Ten parents in the village of Ahascragh in County Galway are defying the moral force of the community and continue to send their children to Ahascragh National School upon which their neighbours have declared a boycott because of Irish.

The teacher at the centre of the dispute is Seán Mac Donncha, a renowned sean-nós singer. His wife Bríd is also a teacher in Ahascragh National School.

Ahascragh National School

Seán Mac Donncha was born and reared in the Connemara Gaeltacht and does not understand the opposition some people have to the Irish language as it is an important part of their culture.

Head of the parents committee Joe Connolly explains the rational behind a campaign against the teaching of subjects through Irish in Ahascragh National School.

Manager of Gowla farm Walter Brett says parents held a referendum, and out of 32, six of them wished to keep Irish as the teaching medium. He believes Seán Mac Donncha is defying the wishes of the majority.

Seán Mac Donncha says the only subject taught through the language Irish, is Irish. Maths and geography are taught bilingually and history and religion are taught through English. This is disputed by Joe Connolly.

Liam Manning wants his six children to continue their education through the Irish language and says he has learned Irish from his children.

This idea of Irish being rammed down their throat in school is completely ridiculous.

Joe Connolly declares an interest in Irish culture and would like to see the promotion of Gaelic games and pupils attending feiseanna. He thinks Seán Mac Donncha should teach pupils sean-nós singing. 

Sheila Manning defends Seán Mac Donncha saying 18 of the local children are due to attend a feis. She displays three certificates her children won for sean-nós singing at a feis. They were taught singing at school.

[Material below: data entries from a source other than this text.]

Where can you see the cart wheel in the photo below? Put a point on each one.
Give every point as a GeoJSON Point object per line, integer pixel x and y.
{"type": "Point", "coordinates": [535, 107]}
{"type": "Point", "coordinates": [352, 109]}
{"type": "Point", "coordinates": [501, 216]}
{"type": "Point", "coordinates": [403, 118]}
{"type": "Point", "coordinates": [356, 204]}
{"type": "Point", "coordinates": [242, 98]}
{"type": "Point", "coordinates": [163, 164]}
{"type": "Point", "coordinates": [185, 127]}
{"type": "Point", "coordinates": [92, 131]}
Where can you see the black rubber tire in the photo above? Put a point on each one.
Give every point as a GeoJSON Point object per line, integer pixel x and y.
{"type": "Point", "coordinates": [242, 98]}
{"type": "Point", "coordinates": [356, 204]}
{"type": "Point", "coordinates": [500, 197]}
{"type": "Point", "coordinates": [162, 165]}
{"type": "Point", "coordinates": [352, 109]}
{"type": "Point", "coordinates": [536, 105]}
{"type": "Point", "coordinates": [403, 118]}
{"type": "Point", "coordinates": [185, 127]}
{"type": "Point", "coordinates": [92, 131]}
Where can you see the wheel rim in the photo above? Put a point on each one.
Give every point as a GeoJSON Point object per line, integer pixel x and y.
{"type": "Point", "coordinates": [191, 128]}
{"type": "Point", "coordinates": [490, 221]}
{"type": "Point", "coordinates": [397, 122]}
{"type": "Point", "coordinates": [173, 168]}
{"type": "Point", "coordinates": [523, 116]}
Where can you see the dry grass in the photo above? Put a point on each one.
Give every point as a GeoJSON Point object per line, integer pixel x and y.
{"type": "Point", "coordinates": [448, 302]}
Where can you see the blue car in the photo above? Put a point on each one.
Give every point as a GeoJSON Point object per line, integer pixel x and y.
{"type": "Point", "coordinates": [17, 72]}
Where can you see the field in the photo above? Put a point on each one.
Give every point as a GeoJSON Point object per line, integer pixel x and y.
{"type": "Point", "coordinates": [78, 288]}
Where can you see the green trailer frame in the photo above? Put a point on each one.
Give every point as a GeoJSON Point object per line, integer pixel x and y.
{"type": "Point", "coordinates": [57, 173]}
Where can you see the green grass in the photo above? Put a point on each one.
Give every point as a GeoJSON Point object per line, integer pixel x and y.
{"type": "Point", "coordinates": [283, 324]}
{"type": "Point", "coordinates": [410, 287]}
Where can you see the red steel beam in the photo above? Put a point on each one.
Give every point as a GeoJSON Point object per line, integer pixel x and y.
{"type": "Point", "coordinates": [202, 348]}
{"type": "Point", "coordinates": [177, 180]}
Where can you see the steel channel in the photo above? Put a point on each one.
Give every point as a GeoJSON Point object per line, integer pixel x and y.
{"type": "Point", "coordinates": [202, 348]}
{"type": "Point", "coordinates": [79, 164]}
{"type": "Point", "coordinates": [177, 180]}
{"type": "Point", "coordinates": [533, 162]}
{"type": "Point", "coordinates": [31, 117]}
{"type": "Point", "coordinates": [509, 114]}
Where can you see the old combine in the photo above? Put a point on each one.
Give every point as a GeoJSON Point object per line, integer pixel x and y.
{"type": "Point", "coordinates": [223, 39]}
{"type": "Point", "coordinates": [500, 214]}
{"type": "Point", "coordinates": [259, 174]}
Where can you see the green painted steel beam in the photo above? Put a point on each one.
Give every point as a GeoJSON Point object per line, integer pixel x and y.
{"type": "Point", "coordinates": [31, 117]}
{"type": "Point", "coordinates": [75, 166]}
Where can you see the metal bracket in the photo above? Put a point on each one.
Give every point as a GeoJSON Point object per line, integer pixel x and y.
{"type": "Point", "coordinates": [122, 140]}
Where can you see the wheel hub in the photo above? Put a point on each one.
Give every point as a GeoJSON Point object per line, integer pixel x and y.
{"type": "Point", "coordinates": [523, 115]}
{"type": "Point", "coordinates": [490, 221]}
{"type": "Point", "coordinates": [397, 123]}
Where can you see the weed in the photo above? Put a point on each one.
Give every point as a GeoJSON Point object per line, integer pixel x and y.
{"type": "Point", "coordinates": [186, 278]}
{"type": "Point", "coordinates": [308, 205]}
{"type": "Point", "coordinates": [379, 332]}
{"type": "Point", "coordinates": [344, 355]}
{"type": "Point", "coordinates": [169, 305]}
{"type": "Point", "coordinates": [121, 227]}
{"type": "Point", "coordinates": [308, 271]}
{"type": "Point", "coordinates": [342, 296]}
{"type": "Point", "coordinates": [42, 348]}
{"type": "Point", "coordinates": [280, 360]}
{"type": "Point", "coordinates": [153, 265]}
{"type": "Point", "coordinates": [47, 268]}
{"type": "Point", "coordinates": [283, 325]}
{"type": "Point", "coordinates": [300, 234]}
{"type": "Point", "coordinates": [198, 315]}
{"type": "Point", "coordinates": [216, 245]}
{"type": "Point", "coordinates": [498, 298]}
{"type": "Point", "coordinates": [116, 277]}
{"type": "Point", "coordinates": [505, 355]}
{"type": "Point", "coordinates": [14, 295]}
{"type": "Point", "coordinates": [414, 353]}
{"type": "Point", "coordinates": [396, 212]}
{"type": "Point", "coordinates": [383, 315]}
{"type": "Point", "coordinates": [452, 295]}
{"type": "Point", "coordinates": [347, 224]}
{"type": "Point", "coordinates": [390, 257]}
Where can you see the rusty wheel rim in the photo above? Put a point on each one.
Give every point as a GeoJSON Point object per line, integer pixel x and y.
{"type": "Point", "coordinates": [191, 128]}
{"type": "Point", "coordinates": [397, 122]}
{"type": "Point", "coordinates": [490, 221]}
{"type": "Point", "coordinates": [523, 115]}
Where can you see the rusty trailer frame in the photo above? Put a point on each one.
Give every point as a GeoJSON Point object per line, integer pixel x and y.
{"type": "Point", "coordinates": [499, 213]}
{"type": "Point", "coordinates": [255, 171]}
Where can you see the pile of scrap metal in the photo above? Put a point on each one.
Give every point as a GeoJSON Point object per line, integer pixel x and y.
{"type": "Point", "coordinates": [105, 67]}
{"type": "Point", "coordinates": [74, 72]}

Solicitor Norbert Corbert was part of a successful campaign against teaching through Irish held in Ballinasloe. He denies he is acting for the Language Freedom Movement (LFM). He served strike notice to Seán Mac Donncha and the dispute has spread to the nearby national school in Eiglish which was called out in sympathy. 

Friends of Seán and Bríd Mac Donncha were afraid to speak to reporters. They are fearful for their children and are worried about loss of business or their jobs. Rita Concannon says parents should not be afraid to send their children to school.

The strike is not the answer to this, I don’t think that anybody should use the child to get what they want.

This episode of Féach was broadcast on 22 June 1969. The reporter is Diarmaid Ó Muirithe.